Negli Stati Uniti d’America, in pieno proibizionismo, i due capi mafiosi Al Capone e l’irlandese George “Bugs” Moran si contendevano il controllo del mercato degli alcolici a Chicago. E proprio nella giornata dedicata agli innamorati, la città ricorda un 14 febbraio ‘diverso’, ovvero quello del 1929, quando gli uomini di Al Capone sterminarono la banda di Bugs Moran. Capone si trovava, proprio quel giorno, a Miami convocato da un giudice federale per un interrogatorio, aveva dunque un alibi a prova di investigatori e quello era il momento giusto.
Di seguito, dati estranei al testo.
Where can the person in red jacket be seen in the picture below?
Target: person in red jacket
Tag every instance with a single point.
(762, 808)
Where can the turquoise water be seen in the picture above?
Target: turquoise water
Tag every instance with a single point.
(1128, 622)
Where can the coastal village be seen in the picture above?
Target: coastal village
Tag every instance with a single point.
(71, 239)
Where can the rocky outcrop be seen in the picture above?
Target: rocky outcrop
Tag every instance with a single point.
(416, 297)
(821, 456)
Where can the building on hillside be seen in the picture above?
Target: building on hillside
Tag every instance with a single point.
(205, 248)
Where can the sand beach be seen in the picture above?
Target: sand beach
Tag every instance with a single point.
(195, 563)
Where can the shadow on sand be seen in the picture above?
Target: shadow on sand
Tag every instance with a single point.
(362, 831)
I suoi uomini si presentano da quelli di Bugs travestiti da poliziotti. Il commando mafioso fu guidato dall’autista e luogotenente di Capone, Sam Giancana, con al seguito altri quattro uomini. Gli uomini di Capone si presentarono nel garage al 2122 di North Clark Street e quelli di Moran si lasciarono disarmare e vennero uccisi a colpi di mitragliatore. Almeno cinquanta colpi scaricati addosso ad ogni corpo.
Una delle vittime, Frank Gusenberg, era ancora vivo all’arrivo della polizia, quella vera questa volta. Alla domanda su chi gli avesse sparato rispose “nessuno mi ha sparato” e tre ore dopo morì. Per molti anni l’alibi di Al Capone resse, anche perché i pochi testimoni della scena videro dei poliziotti aggirarsi sul luogo della strage e la tesi sposata fu a lungo quella di un’esecuzione di poliziotti corrotti che volevano mettere a tacere testimoni che sapevano troppo. Solo 40 anni dopo un vecchio gangster, Alvin Karpis, disse la verità gettando nuova luce sui fatti reali. Si tratta, probabilmente, della più grande e sanguinolenta strage della mafia italoamericana.
Le vittime furono Peter Gusenberg, Frank Gusenberg, Adam Heyer, Albert Kachellek, Reinhardt Schwimmer, Albert Weinshank e John May. Bugs Moran fu l’unico superstite per un caso fortuito: un uomo che gli somigliava moltissimo fu ucciso al suo posto. Egli riuscì a fuggire a far perdere le proprie tracce, ma da quel momento in poi Al Capone rimase unico e incontrastato padrone di Chicago.